Пока Венецианов наслаждался новой для себя ролью женатого человека, пока ездил по губернии в поисках имения, просил и получал от отца деньги — своих и жениных на покупку бы не хватило, — вдалеке от тихой Тверской губернии, там, на западе, в Вене происходили серьезные события, которые так или иначе коснутся жизни каждого, самого маленького человека на континенте. Несколько лет — с 1815 по 1822 год главы европейских стран то в Вене, то в Вероне, то в Лайбахе совещались, как укрепить «круговую оборону» против собственных народов, как организовать отпор революционным силам, которые совсем скоро выльются в восстания в Испании, Пьемонте, Неаполе, Греции. Созданный в результате совещания «Священный союз» современники называли «заговором царей против народов». Люди мыслящие давно уже задумывались над аномалиями такого рода: революция 1789 года во Франции, свершившаяся под прекрасными лозунгами свободы, равенства и братства, не только не дала народу Франции ни того, ни другого, ни третьего, но вызвала «рождение» нового императора, Наполеона. Победа над Наполеоном бросила победителей, русских крестьян, в еще более тяжелую и беспросветную кабалу. Волна повсеместной, как тогда говорили, «повсюдной» реакции мертвой зыбью прошла по Европе. Вместо обещанного ограничения монархий, вместо ожидаемых конституций — ужесточение абсолютизма на всем континенте. Мыслящие люди слишком хорошо понимали, что происходит на их глазах. Член общества «Зеленая лампа» А. Улыбышев писал: «Когда исчезла опасность, государи не подумали сдержать слово, вырванное у них одним только страхом. Им было горько отказаться от власти, которую долгая летаргия народов сделала как бы законной, а суеверие изображало исходящею от бога». Возглавил «Священный союз» русский царь Александр I. В Европе его называли «царь царей, Агамемнон». Это звучало так помпезно — вполне в духе античных традиций. Вот только помнили ли те, кто дал Александру это прозвание, о том, что мифический царь Агамемнон славился в греческой мифологии не только храбростью и богатством, но и корыстолюбием и безудержной властностью? Сам «Агамемнон», словно бы устав от трудов победы в которых доля его участия была невелика, выпустил из монарших десниц бразды правления. Их тотчас — на что, впрочем, и рассчитывал Александр I — подхватил А. Аракчеев, с 1808 года военный министр, а в послевоенные годы всесильный временщик, державший до дня смерти Александра всю Россию в жесткой узде.
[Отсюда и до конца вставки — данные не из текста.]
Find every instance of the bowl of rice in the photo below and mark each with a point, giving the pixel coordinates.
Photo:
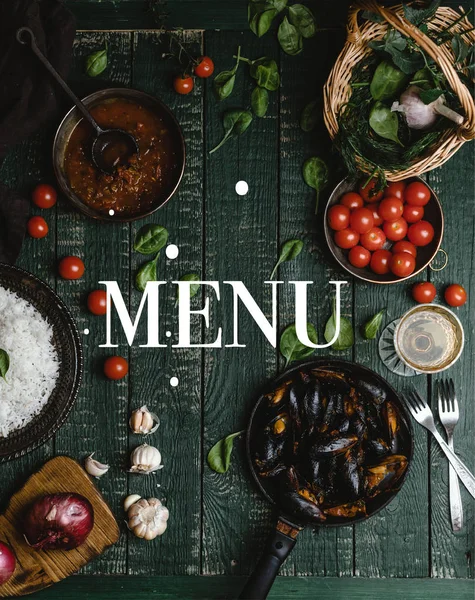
(41, 339)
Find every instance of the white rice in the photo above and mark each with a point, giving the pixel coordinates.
(34, 363)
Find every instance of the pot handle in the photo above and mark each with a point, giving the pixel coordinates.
(278, 546)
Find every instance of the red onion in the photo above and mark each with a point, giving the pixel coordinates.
(58, 521)
(7, 563)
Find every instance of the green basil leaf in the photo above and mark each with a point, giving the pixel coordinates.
(289, 251)
(303, 19)
(290, 39)
(96, 62)
(235, 123)
(219, 457)
(372, 326)
(150, 239)
(384, 122)
(259, 101)
(4, 363)
(292, 348)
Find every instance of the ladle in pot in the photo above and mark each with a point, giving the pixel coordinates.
(111, 147)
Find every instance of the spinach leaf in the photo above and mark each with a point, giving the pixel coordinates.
(219, 457)
(315, 174)
(235, 123)
(96, 62)
(303, 19)
(289, 251)
(384, 122)
(4, 363)
(150, 239)
(292, 348)
(290, 39)
(372, 326)
(346, 337)
(259, 101)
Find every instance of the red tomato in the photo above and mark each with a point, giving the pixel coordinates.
(359, 257)
(417, 194)
(352, 200)
(396, 189)
(183, 84)
(71, 267)
(37, 227)
(116, 367)
(97, 302)
(404, 246)
(346, 238)
(412, 213)
(395, 230)
(361, 220)
(402, 264)
(455, 295)
(368, 192)
(338, 217)
(390, 208)
(423, 292)
(380, 261)
(44, 196)
(374, 239)
(421, 233)
(205, 67)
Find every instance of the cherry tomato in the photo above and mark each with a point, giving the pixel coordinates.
(346, 238)
(395, 230)
(395, 189)
(373, 240)
(339, 217)
(359, 257)
(116, 367)
(361, 220)
(402, 264)
(71, 267)
(368, 192)
(205, 67)
(380, 262)
(417, 194)
(412, 213)
(404, 246)
(423, 292)
(352, 200)
(37, 227)
(455, 295)
(97, 302)
(44, 196)
(183, 84)
(421, 233)
(390, 208)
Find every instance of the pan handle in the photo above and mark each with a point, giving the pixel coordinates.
(278, 547)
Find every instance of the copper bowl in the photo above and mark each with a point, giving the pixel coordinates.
(73, 117)
(425, 254)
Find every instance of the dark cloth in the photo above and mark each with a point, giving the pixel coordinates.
(28, 96)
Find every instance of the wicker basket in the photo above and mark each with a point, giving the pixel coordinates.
(337, 89)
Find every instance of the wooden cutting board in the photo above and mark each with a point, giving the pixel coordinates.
(37, 570)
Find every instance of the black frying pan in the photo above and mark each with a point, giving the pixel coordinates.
(282, 540)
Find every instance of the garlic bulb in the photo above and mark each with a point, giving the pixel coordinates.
(145, 459)
(147, 519)
(94, 467)
(143, 421)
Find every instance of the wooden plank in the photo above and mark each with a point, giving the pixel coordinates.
(179, 408)
(98, 422)
(454, 184)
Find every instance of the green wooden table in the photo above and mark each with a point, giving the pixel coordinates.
(218, 523)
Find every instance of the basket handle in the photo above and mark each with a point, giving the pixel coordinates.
(466, 131)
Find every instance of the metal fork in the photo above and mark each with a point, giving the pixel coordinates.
(449, 416)
(422, 413)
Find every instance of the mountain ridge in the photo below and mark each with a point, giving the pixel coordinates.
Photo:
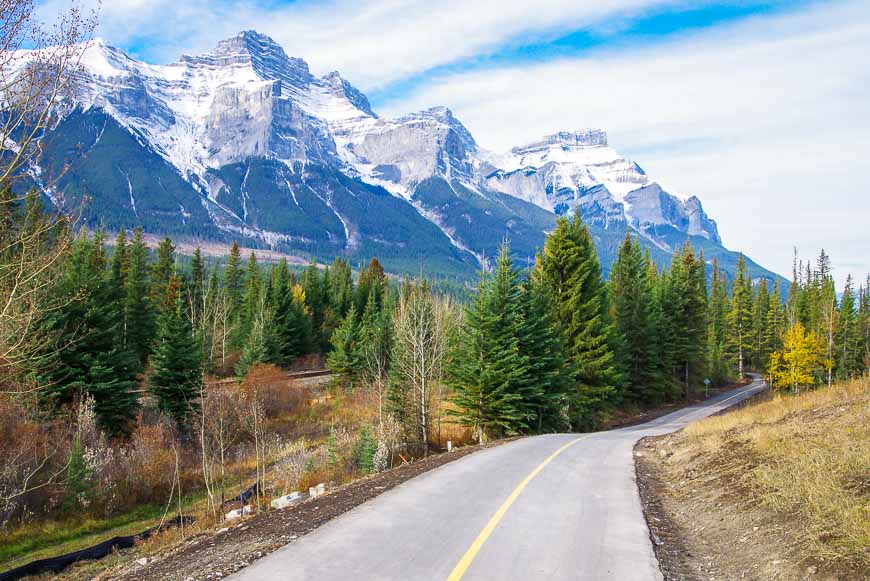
(285, 159)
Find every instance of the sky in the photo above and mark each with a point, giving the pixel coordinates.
(760, 108)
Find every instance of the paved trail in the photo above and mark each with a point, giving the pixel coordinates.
(562, 506)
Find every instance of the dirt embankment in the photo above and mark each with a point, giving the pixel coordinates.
(776, 490)
(213, 555)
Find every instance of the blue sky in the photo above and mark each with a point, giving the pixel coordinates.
(760, 108)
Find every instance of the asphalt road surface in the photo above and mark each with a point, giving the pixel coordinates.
(562, 506)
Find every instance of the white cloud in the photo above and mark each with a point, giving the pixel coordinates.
(372, 43)
(766, 121)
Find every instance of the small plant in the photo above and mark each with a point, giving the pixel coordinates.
(78, 479)
(364, 450)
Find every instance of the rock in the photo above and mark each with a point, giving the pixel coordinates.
(238, 513)
(287, 500)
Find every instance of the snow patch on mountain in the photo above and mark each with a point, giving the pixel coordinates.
(247, 99)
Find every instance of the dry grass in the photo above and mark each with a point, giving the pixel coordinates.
(810, 458)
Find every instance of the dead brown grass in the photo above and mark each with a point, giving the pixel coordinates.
(807, 456)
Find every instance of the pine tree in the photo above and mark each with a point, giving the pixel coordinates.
(864, 324)
(760, 308)
(234, 279)
(139, 319)
(372, 281)
(176, 377)
(740, 317)
(775, 325)
(197, 287)
(569, 266)
(848, 336)
(161, 274)
(252, 298)
(489, 373)
(631, 297)
(542, 342)
(717, 326)
(344, 359)
(684, 309)
(316, 303)
(120, 260)
(84, 354)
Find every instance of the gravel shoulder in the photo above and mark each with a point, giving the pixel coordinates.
(707, 516)
(216, 554)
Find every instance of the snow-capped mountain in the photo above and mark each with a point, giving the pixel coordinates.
(245, 142)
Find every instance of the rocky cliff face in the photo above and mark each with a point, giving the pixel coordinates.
(273, 153)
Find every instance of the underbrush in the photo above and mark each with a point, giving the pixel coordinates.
(810, 458)
(268, 429)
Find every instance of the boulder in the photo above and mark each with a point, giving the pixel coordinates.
(287, 500)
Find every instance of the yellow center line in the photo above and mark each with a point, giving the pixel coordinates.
(466, 560)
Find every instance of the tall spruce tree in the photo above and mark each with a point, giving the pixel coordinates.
(234, 279)
(197, 287)
(345, 357)
(569, 266)
(84, 355)
(718, 367)
(251, 303)
(849, 356)
(542, 342)
(740, 317)
(760, 308)
(162, 273)
(139, 317)
(631, 297)
(489, 374)
(176, 376)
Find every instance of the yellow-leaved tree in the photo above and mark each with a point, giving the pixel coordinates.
(801, 357)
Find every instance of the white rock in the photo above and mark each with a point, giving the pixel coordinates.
(287, 500)
(239, 513)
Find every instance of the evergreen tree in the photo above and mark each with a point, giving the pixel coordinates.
(542, 342)
(341, 288)
(251, 303)
(740, 317)
(372, 281)
(197, 287)
(234, 279)
(850, 358)
(489, 373)
(760, 308)
(631, 297)
(717, 326)
(569, 266)
(316, 301)
(775, 324)
(684, 308)
(162, 273)
(176, 377)
(344, 359)
(864, 324)
(120, 260)
(139, 320)
(84, 354)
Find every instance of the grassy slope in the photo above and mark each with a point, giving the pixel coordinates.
(805, 457)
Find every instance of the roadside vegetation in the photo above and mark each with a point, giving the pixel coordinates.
(775, 489)
(133, 381)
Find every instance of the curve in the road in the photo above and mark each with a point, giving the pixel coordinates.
(546, 507)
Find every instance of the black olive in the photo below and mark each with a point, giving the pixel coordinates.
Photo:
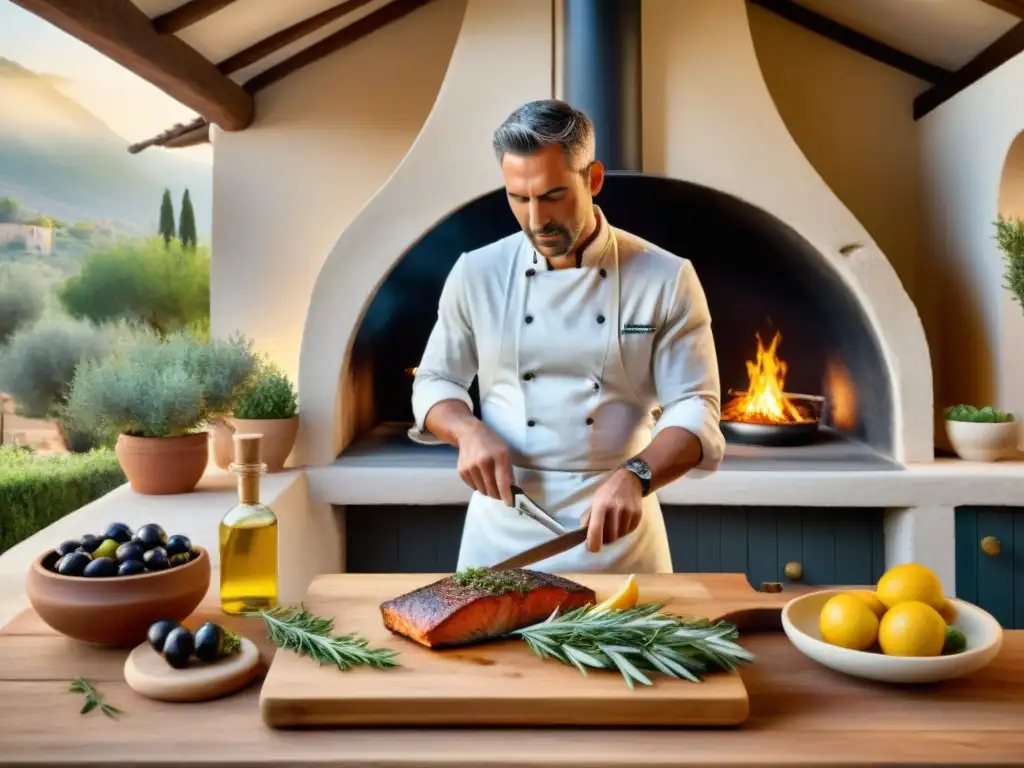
(130, 551)
(69, 546)
(179, 559)
(158, 632)
(131, 567)
(156, 559)
(150, 536)
(100, 568)
(178, 647)
(119, 532)
(73, 563)
(177, 545)
(213, 642)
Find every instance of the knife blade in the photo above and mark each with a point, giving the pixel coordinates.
(531, 509)
(547, 549)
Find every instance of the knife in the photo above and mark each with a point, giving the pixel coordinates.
(565, 540)
(550, 548)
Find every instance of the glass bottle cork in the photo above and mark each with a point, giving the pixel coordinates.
(248, 538)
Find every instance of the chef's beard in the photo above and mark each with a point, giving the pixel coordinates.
(554, 248)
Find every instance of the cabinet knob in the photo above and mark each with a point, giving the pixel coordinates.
(990, 546)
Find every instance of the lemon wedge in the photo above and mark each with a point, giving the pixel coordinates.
(625, 599)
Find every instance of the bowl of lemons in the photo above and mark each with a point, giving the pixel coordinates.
(903, 631)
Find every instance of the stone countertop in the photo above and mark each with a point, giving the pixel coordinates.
(310, 535)
(801, 714)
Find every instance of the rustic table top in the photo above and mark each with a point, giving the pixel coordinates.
(801, 714)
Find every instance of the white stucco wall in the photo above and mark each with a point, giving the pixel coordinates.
(965, 145)
(325, 139)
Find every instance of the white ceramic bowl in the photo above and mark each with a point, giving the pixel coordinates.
(984, 638)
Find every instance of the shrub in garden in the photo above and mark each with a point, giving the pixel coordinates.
(164, 286)
(22, 299)
(268, 395)
(38, 489)
(160, 387)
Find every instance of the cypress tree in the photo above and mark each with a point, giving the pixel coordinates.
(186, 224)
(167, 217)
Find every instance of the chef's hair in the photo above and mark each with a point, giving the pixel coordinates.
(548, 122)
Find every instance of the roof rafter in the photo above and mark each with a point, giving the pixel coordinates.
(186, 14)
(123, 33)
(853, 40)
(996, 54)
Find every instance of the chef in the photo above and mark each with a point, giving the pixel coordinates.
(578, 333)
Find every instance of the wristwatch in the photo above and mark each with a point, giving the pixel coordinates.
(640, 468)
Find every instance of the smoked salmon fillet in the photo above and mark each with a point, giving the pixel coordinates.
(479, 604)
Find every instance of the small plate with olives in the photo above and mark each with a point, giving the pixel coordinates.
(110, 589)
(177, 665)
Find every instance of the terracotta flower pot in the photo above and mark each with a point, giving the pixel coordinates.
(158, 466)
(279, 438)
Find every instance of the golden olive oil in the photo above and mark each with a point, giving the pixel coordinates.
(248, 539)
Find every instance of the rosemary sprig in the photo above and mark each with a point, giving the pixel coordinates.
(297, 630)
(92, 697)
(637, 640)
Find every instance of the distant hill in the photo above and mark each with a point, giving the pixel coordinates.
(59, 159)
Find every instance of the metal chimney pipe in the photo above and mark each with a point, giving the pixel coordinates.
(602, 75)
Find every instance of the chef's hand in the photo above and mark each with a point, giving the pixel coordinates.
(615, 510)
(485, 464)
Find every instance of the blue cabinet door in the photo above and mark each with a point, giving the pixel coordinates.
(832, 545)
(990, 561)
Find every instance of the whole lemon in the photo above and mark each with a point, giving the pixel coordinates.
(848, 623)
(911, 629)
(907, 583)
(870, 600)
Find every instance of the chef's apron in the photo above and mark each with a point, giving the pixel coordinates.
(562, 401)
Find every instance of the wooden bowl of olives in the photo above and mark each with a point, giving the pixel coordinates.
(110, 589)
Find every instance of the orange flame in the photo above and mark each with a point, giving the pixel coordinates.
(765, 400)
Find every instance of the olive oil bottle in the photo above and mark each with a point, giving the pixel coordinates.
(248, 538)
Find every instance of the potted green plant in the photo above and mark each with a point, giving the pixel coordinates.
(267, 406)
(984, 434)
(156, 395)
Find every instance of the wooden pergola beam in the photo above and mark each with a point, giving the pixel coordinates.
(296, 32)
(120, 31)
(347, 35)
(1014, 7)
(185, 15)
(853, 40)
(996, 54)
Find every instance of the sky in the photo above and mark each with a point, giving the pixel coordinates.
(131, 107)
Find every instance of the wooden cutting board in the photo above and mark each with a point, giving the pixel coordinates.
(504, 683)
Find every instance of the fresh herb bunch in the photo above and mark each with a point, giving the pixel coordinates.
(1010, 239)
(637, 640)
(299, 631)
(92, 697)
(268, 395)
(491, 581)
(987, 415)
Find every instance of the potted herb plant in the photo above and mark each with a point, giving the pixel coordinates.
(984, 434)
(156, 395)
(266, 406)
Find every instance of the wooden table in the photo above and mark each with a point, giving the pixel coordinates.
(802, 714)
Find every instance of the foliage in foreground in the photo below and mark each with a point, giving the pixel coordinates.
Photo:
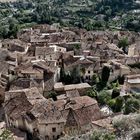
(102, 135)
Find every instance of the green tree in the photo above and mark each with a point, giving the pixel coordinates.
(6, 135)
(102, 135)
(92, 93)
(115, 93)
(62, 74)
(123, 43)
(52, 95)
(75, 74)
(104, 97)
(105, 75)
(94, 79)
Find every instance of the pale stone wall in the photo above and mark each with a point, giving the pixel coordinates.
(46, 130)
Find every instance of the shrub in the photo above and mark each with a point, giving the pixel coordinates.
(115, 93)
(136, 135)
(102, 135)
(104, 97)
(132, 105)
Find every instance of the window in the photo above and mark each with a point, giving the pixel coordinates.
(53, 129)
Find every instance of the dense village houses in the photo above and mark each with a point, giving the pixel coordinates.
(38, 90)
(28, 110)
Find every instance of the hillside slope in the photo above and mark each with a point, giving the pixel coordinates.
(89, 14)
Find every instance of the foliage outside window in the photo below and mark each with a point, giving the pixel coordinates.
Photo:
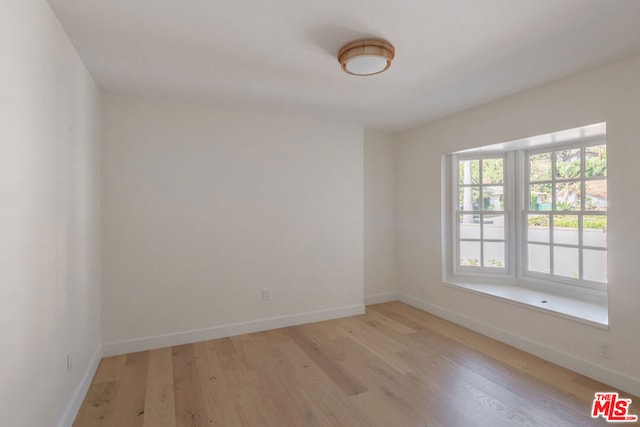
(536, 213)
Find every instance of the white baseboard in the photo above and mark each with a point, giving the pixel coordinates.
(81, 391)
(584, 367)
(381, 298)
(186, 337)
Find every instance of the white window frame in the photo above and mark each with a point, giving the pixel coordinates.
(509, 268)
(516, 211)
(523, 232)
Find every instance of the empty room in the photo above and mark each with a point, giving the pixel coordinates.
(337, 213)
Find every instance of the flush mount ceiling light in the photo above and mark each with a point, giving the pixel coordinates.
(366, 57)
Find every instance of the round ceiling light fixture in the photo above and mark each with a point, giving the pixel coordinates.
(366, 57)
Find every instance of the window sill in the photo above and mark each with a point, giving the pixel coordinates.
(589, 312)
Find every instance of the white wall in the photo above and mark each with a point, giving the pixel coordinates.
(610, 94)
(204, 207)
(49, 219)
(379, 217)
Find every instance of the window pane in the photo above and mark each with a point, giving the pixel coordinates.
(538, 258)
(469, 228)
(568, 196)
(470, 254)
(594, 230)
(565, 262)
(493, 198)
(492, 171)
(565, 229)
(469, 171)
(540, 197)
(538, 230)
(596, 195)
(494, 255)
(469, 198)
(493, 226)
(568, 163)
(595, 162)
(540, 167)
(595, 265)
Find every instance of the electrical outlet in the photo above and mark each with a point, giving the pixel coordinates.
(605, 350)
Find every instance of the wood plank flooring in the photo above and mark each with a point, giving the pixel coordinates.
(393, 366)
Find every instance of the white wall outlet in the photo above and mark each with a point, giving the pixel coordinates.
(605, 350)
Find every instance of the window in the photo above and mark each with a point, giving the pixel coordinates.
(532, 211)
(480, 217)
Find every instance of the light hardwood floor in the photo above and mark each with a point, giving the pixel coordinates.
(393, 366)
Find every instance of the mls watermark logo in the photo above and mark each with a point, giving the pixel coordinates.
(612, 408)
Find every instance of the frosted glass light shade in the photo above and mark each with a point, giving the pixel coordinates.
(366, 57)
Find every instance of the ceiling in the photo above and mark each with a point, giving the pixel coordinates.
(280, 55)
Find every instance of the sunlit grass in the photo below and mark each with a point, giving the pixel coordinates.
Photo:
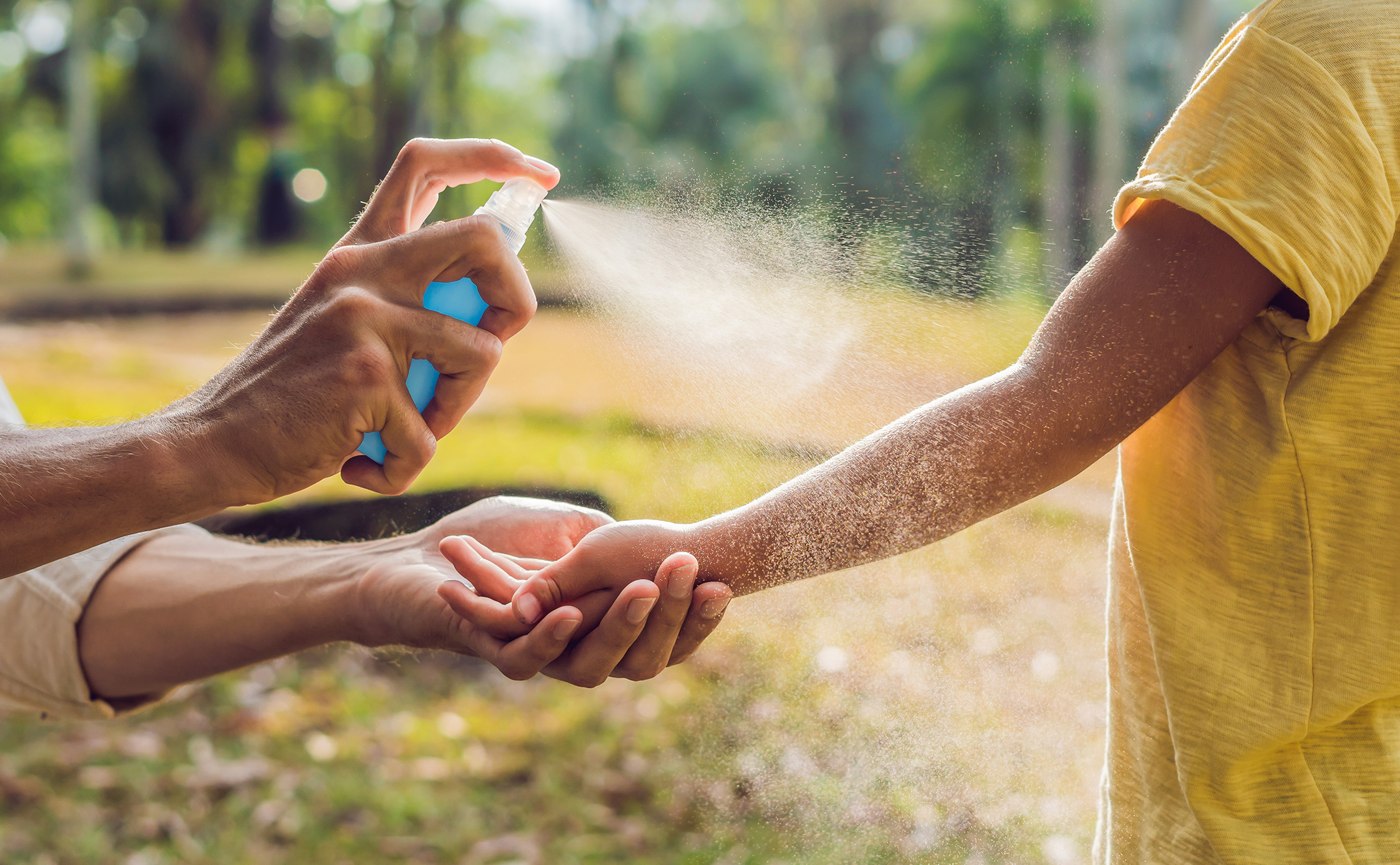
(943, 707)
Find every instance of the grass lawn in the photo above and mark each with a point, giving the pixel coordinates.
(940, 707)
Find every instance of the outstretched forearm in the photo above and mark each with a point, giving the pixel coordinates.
(187, 606)
(67, 490)
(1154, 308)
(934, 472)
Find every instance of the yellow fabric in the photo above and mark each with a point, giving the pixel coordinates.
(1255, 554)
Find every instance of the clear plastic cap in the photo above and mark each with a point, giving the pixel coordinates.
(514, 207)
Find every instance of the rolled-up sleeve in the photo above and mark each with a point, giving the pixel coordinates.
(39, 609)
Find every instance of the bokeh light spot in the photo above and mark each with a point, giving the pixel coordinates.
(309, 185)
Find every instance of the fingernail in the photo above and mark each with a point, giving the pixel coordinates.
(637, 609)
(528, 606)
(711, 609)
(681, 580)
(566, 629)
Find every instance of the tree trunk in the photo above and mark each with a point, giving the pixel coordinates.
(1111, 133)
(83, 146)
(1059, 193)
(1197, 33)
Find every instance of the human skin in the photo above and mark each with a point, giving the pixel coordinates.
(295, 405)
(1158, 303)
(187, 606)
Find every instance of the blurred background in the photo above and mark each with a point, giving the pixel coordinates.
(171, 169)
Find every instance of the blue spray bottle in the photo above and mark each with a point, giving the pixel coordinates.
(514, 207)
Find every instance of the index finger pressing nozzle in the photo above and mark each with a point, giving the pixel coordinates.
(514, 206)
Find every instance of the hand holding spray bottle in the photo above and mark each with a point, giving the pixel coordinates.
(514, 207)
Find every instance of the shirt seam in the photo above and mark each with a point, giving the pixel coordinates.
(1312, 563)
(1312, 611)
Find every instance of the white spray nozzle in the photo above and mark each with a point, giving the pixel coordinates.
(514, 207)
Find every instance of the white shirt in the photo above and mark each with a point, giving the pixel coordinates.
(39, 609)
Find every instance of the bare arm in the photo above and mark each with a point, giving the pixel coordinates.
(295, 405)
(185, 606)
(1157, 304)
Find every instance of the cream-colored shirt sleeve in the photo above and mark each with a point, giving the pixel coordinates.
(1273, 150)
(39, 609)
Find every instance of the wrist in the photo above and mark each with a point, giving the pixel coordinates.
(199, 461)
(724, 550)
(175, 462)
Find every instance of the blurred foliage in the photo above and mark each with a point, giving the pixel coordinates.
(944, 707)
(929, 118)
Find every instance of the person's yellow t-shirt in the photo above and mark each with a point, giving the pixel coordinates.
(1255, 554)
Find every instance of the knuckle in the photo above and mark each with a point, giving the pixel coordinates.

На дальней окраине столицы, в Коломне, где селился лишь простой люд, а если именитый, то с малым достатком — как, например, семейство Пушкиных, — ничем не выделялся среди прочих невысокий невзрачный дом. От своих соседей, таких же деревянных, крашенных бог знает когда домишек, он отличался тем, что наниматели не собирались использовать его под жилье. Этим необычным съемщиком было не частное лицо, а Общество учреждения училищ по методе взаимного обучения. Под этим длинным наименованием скрывалась одна из легализовавшихся организаций декабристского Союза благоденствия. Во главе общества стоял скульптор Ф. Толстой. Его помощником был декабрист Ф. Глинка, секретарем — друг Пушкина В. Кюхельбекер; среди членов числились виднейшие впоследствии декабристы С. Трубецкой и Н. Муравьев. В общем списке организации под номером 17 стояло имя академика живописи Алексея Венецианова. Пионером организации этих народных школ, именовавшихся ланкастерскими, был декабрист М. Орлов, впоследствии хороший знакомый Венецианова — в письмах, упоминая его имя, Венецианов будет применять эпитет «мой». Приняв в Киеве должность начальника штаба, он застал там небольшую школу кантонистов на сорок человек, основанную В. Раевским. Орлов быстро довел число учащихся до шестисот человек; его школа послужила образцом для всех военно-сиротских школ. Современники называли ее «маткою взаимного обучения в России».
Учащиеся коломенской школы — босоногие дети ремесленников, мастеровых. Главная задача художника в школе на первых порах не касалась собственно художества. Никто из ребят не знал букв, не то что грамоты. А главную задачу энтузиасты видели как раз в «быстрейшем распространении грамотности в простом народе», поэтому при помощи литографии изготовлялись пособия для скорейшего овладения грамотой.